Once I saw this I began to make sense of other phenomena that didn’t seem to make much sense. For example, “victory” in Vietnam was not crucial and, hence, was not determinative of US actions there. The war itself was enough to demonstrate and, thus, enhance US superiority. Even a defeat there could not make much of a dent in that perceived superiority. Similarly, “victory” in Nicaragua or Cuba was not crucial and, hence, not determinative of US actions in those nations. It is the projection of US power that matters because that confirms US superiority. And, of course, anything that threatens that image of US superiority must be taken on, whatever the outcome. US policies that lead to death, destruction, and dislocation are self-justifying as demonstrations of US superiority. That is, they need not be justified by their effectiveness. And, so, despite their acknowledged ineffectiveness, they continue, e.g., in Afghanistan, Iraq, or Syria.
This points to a crucial difference between, say, WWII and what’s called the “Cold War” or the “War on Terror.” Victory was crucial to WWII, whereas in the Cold War or the War on Terror it is irrelevant, or so marginally important as to be irrelevant. Further, the use of propaganda during WWII and during the Cold War or the War on Terror is also different. Propaganda during WWII was used to help win that war and so, once the war was won, the propaganda could and would end. Not so with the Cold War or the War on Terror: Such propaganda is unending because it is used to perpetuate a regime, a political order, the imperial political order the US has created post-WWII. And because all political orders are, necessarily, unstable and tenuous, such propaganda will continue as long as the imperial political order it serves exists. “Public diplomacy” as a way of manipulating public opinion will be embraced by our elites in both parties, continually.
Preserving US imperialism means preserving the power and authority of those who control that political order, those elites in both parties who have risen to power by virtue of their service to that political order. Hence, admission to those elites needs be denied to those who question US imperialism. No critique of that imperialism is permissible, at least not within its elites. Those who question that imperialism are, logically, subversives and must be dealt with.

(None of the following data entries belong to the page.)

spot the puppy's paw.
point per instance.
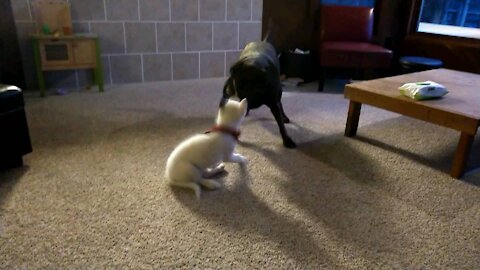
(210, 184)
(289, 143)
(237, 158)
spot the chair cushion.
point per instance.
(346, 23)
(354, 55)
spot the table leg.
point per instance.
(352, 119)
(38, 67)
(461, 155)
(98, 71)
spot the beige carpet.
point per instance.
(92, 194)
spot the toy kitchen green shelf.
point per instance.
(63, 52)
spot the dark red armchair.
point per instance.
(345, 41)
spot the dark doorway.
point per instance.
(11, 69)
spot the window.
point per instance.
(366, 3)
(450, 17)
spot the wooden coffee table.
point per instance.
(459, 109)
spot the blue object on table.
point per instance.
(411, 64)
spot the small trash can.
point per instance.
(14, 137)
(409, 64)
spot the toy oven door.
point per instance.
(56, 54)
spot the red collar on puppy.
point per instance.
(227, 130)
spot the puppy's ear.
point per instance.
(244, 104)
(223, 101)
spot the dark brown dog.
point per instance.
(256, 77)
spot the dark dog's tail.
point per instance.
(269, 36)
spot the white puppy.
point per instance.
(201, 156)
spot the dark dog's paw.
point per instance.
(289, 143)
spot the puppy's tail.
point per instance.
(191, 185)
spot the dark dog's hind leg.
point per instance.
(277, 113)
(286, 120)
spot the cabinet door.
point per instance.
(84, 52)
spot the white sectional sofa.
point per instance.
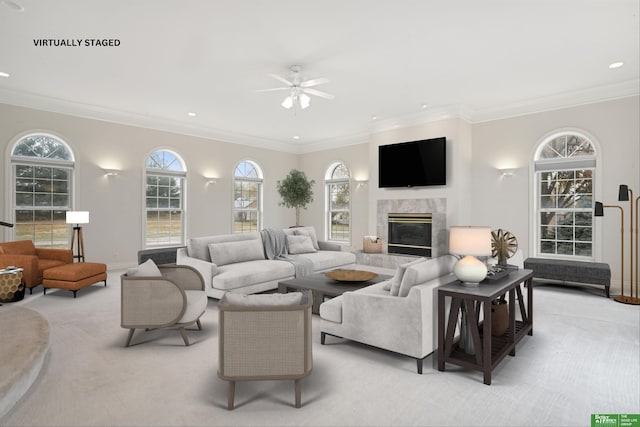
(238, 263)
(398, 315)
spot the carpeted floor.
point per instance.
(583, 358)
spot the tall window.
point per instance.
(42, 167)
(165, 179)
(338, 202)
(565, 166)
(247, 197)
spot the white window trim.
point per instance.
(534, 229)
(184, 174)
(10, 161)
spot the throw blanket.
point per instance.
(275, 247)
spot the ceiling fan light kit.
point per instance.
(299, 90)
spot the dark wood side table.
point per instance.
(489, 350)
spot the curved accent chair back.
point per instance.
(175, 299)
(265, 337)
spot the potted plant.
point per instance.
(295, 191)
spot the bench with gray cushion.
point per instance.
(594, 273)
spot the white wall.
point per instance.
(115, 233)
(506, 202)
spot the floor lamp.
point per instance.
(626, 195)
(77, 218)
(599, 211)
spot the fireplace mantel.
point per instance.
(435, 206)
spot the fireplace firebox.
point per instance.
(409, 233)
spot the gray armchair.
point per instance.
(265, 337)
(176, 299)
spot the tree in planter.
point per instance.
(295, 191)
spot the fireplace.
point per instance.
(409, 233)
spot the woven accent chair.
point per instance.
(174, 300)
(266, 339)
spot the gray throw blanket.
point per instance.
(275, 247)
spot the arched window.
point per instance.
(565, 169)
(247, 197)
(165, 180)
(338, 202)
(42, 167)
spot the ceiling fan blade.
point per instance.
(273, 89)
(314, 82)
(319, 93)
(281, 79)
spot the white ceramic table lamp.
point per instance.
(470, 241)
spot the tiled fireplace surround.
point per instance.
(435, 206)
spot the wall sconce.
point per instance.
(361, 182)
(507, 172)
(111, 172)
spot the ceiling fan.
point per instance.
(299, 90)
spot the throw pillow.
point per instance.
(262, 300)
(399, 275)
(308, 232)
(146, 269)
(236, 251)
(300, 245)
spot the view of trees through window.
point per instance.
(339, 201)
(246, 198)
(165, 176)
(42, 171)
(565, 196)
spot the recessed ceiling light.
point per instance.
(12, 5)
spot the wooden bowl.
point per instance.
(351, 275)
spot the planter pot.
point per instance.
(499, 318)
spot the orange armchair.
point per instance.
(32, 260)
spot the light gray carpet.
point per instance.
(583, 358)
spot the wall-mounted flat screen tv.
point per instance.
(413, 164)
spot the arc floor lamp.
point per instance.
(77, 218)
(626, 194)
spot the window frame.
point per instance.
(181, 174)
(329, 182)
(539, 166)
(259, 181)
(69, 165)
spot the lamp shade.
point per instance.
(77, 217)
(598, 210)
(623, 193)
(470, 240)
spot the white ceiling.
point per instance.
(478, 60)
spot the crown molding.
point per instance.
(95, 112)
(559, 101)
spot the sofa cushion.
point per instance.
(399, 274)
(328, 260)
(300, 245)
(198, 247)
(233, 252)
(234, 276)
(424, 272)
(146, 269)
(196, 305)
(308, 231)
(264, 300)
(18, 247)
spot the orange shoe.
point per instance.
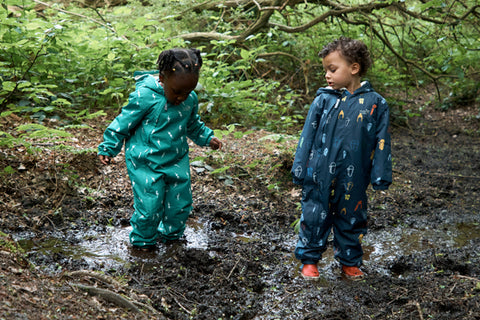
(310, 272)
(352, 273)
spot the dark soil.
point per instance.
(247, 270)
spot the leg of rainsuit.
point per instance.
(178, 201)
(350, 225)
(315, 226)
(148, 194)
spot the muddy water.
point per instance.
(110, 250)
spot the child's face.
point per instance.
(339, 73)
(177, 86)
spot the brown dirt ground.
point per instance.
(436, 180)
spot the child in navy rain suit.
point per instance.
(344, 146)
(155, 124)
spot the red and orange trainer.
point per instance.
(310, 272)
(352, 273)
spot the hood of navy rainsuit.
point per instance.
(345, 135)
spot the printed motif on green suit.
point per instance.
(156, 152)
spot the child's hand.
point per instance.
(104, 159)
(215, 143)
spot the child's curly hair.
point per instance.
(179, 60)
(355, 51)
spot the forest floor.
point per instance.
(422, 258)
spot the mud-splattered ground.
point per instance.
(422, 256)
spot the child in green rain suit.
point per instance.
(160, 115)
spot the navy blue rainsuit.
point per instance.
(344, 146)
(156, 152)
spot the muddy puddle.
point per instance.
(108, 249)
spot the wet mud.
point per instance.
(236, 259)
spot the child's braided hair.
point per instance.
(355, 51)
(179, 60)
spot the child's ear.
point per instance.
(355, 68)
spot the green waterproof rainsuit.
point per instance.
(156, 153)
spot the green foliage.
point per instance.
(30, 134)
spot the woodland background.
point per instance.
(66, 69)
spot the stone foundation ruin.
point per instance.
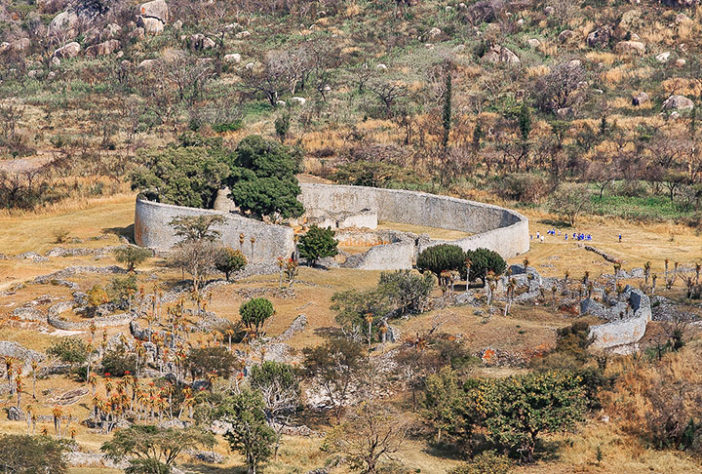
(342, 207)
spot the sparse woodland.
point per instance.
(582, 115)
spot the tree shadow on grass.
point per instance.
(126, 232)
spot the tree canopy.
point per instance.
(262, 179)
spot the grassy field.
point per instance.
(527, 329)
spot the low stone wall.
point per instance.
(627, 331)
(494, 228)
(107, 321)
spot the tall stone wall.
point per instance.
(625, 332)
(495, 228)
(152, 229)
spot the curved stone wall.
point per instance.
(495, 228)
(152, 229)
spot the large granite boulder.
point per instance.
(70, 50)
(157, 9)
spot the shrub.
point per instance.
(30, 454)
(229, 261)
(262, 179)
(441, 258)
(406, 292)
(118, 362)
(522, 187)
(70, 350)
(255, 312)
(317, 243)
(486, 463)
(484, 261)
(189, 175)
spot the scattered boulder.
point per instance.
(65, 22)
(500, 54)
(151, 26)
(15, 414)
(678, 102)
(640, 99)
(156, 9)
(600, 37)
(628, 47)
(103, 49)
(20, 45)
(70, 50)
(434, 33)
(566, 35)
(199, 42)
(663, 57)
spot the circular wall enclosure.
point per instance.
(492, 227)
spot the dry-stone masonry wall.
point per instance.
(495, 228)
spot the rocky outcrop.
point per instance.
(630, 47)
(153, 16)
(500, 54)
(678, 102)
(640, 99)
(103, 49)
(599, 38)
(71, 50)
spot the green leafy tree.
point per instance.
(121, 289)
(520, 409)
(441, 258)
(317, 243)
(132, 256)
(255, 312)
(188, 175)
(21, 454)
(487, 462)
(70, 350)
(153, 450)
(454, 410)
(229, 261)
(118, 361)
(335, 365)
(249, 433)
(279, 386)
(483, 261)
(262, 179)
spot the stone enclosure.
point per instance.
(338, 206)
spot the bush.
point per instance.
(486, 463)
(31, 454)
(255, 312)
(229, 261)
(482, 262)
(522, 187)
(117, 362)
(262, 179)
(317, 243)
(441, 258)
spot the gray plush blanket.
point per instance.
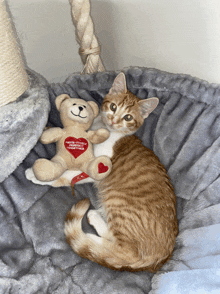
(184, 132)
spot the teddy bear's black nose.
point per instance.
(80, 108)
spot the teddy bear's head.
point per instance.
(75, 110)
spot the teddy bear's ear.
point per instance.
(59, 100)
(94, 107)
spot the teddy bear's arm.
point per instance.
(98, 136)
(51, 135)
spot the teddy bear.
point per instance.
(74, 149)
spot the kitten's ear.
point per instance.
(147, 106)
(119, 85)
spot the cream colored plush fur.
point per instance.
(76, 116)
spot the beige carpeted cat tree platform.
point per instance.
(184, 132)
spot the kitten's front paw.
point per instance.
(95, 220)
(31, 177)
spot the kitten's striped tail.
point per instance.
(98, 249)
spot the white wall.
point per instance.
(171, 35)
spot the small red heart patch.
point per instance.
(102, 168)
(75, 146)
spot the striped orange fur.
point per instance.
(136, 220)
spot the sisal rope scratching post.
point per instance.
(13, 77)
(89, 47)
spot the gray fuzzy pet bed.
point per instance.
(183, 131)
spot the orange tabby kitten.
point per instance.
(136, 220)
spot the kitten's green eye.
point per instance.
(128, 117)
(113, 107)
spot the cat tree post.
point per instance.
(13, 77)
(89, 47)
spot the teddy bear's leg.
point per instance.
(99, 168)
(49, 170)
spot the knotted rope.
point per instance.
(13, 77)
(89, 47)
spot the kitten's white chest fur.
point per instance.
(105, 148)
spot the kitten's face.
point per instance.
(124, 112)
(121, 113)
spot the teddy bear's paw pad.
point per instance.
(31, 177)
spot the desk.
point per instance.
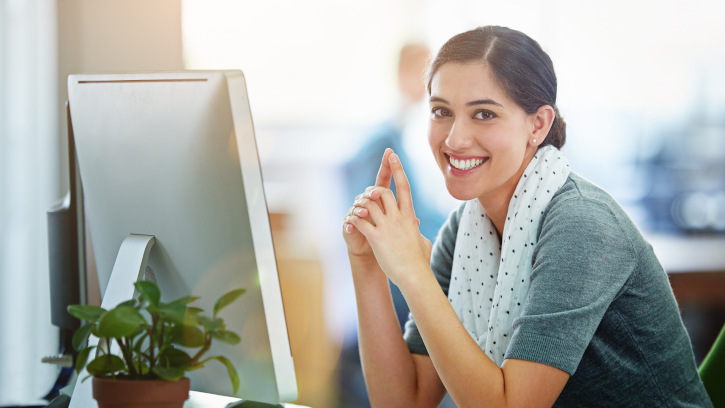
(695, 265)
(203, 400)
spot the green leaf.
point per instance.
(86, 312)
(121, 321)
(104, 365)
(82, 358)
(227, 299)
(185, 300)
(168, 373)
(173, 312)
(226, 336)
(149, 291)
(233, 376)
(141, 368)
(81, 336)
(211, 324)
(173, 357)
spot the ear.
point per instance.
(543, 119)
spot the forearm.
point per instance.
(388, 366)
(469, 375)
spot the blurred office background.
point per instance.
(640, 86)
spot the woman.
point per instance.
(550, 295)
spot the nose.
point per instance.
(458, 136)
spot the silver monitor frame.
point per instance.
(173, 156)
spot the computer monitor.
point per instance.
(173, 156)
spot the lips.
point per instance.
(466, 164)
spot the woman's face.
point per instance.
(480, 138)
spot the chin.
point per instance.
(460, 194)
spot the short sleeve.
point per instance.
(441, 263)
(581, 262)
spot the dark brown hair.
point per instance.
(519, 65)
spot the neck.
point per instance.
(496, 203)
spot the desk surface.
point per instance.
(683, 253)
(203, 400)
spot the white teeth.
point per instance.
(465, 164)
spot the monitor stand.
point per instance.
(130, 266)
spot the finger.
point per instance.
(364, 226)
(385, 173)
(346, 226)
(373, 209)
(402, 186)
(383, 196)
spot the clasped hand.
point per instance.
(379, 226)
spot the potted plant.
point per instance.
(157, 344)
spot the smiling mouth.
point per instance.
(466, 164)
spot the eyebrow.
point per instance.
(472, 103)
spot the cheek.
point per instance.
(436, 136)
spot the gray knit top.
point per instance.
(599, 307)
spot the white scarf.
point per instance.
(490, 281)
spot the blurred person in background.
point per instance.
(539, 290)
(361, 171)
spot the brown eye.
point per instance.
(484, 115)
(440, 112)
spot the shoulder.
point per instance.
(581, 204)
(582, 222)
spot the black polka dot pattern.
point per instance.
(479, 261)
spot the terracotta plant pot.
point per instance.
(110, 393)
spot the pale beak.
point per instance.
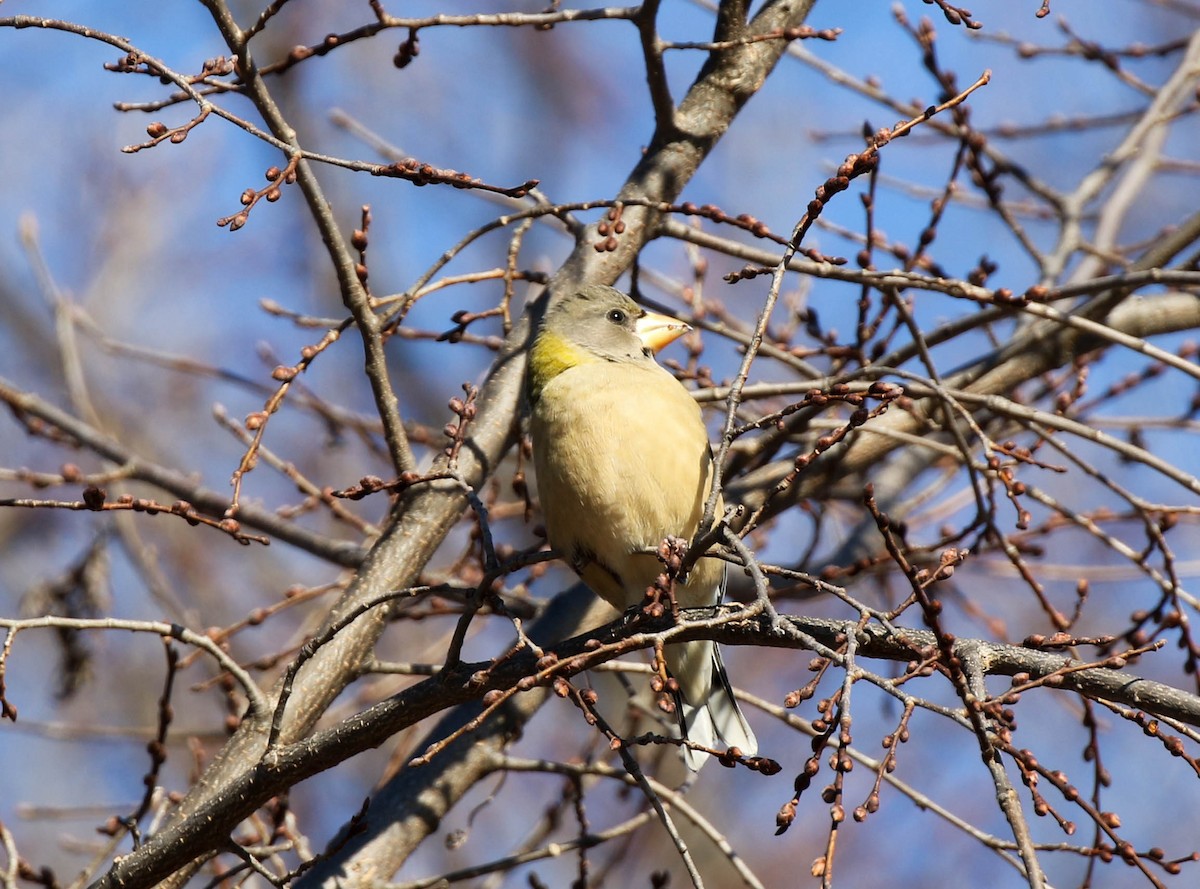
(659, 330)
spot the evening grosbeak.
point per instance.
(623, 462)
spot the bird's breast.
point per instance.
(622, 460)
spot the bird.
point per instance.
(623, 462)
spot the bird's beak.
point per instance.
(659, 330)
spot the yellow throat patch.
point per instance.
(552, 354)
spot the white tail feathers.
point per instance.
(708, 713)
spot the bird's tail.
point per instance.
(706, 706)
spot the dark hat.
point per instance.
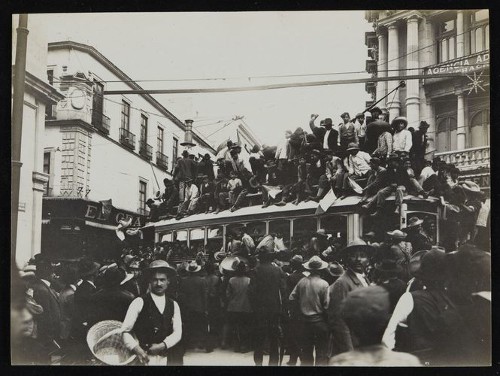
(397, 234)
(113, 276)
(400, 119)
(315, 263)
(160, 266)
(296, 261)
(327, 121)
(388, 266)
(414, 221)
(352, 146)
(87, 267)
(193, 267)
(357, 244)
(167, 182)
(429, 265)
(335, 269)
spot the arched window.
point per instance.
(480, 129)
(446, 135)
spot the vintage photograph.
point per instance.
(306, 188)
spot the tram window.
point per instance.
(303, 230)
(197, 239)
(336, 226)
(429, 226)
(214, 238)
(281, 228)
(166, 237)
(256, 230)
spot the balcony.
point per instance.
(127, 138)
(100, 122)
(162, 160)
(468, 160)
(146, 150)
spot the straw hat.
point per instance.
(106, 343)
(315, 263)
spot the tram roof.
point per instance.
(249, 213)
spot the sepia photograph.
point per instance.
(254, 188)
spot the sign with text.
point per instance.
(466, 64)
(89, 211)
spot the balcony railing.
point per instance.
(161, 160)
(100, 122)
(127, 138)
(468, 159)
(145, 150)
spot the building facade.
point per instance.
(99, 148)
(427, 43)
(38, 95)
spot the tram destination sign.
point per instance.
(467, 64)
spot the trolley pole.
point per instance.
(17, 124)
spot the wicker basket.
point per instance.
(106, 343)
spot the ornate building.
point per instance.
(426, 43)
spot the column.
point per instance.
(460, 34)
(393, 105)
(460, 121)
(382, 65)
(412, 65)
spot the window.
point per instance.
(50, 76)
(175, 150)
(446, 134)
(159, 140)
(446, 39)
(143, 186)
(144, 129)
(125, 115)
(480, 129)
(46, 170)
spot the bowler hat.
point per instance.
(193, 267)
(315, 263)
(397, 234)
(87, 267)
(335, 269)
(160, 266)
(414, 221)
(352, 146)
(400, 119)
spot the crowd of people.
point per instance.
(395, 301)
(367, 157)
(391, 298)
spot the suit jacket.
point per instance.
(186, 168)
(83, 311)
(267, 289)
(49, 322)
(320, 132)
(343, 340)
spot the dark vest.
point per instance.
(152, 326)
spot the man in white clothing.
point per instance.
(153, 327)
(402, 139)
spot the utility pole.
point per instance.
(17, 125)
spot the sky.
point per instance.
(237, 46)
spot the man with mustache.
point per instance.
(356, 260)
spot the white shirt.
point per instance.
(325, 139)
(362, 278)
(191, 192)
(399, 316)
(135, 309)
(401, 141)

Which is to say: Endless war is not war. Rather, it is just a kind of politics, the kind of politics that serves to perpetuate and fortify imperialism. Endless war is merely imperial politics dressed up to look like war. All the flag waving, all the patriotic displays, all the calls for sacrifice are merely tricks that our imperial elites are using to fortify their own power and the political order they serve. Being “unpatriotic,” e.g., by taking a knee during the national anthem or refusing to stand for it, isn’t being unpatriotic. It’s merely dissenting from a kind of politics and political order that never fails to be inhuman.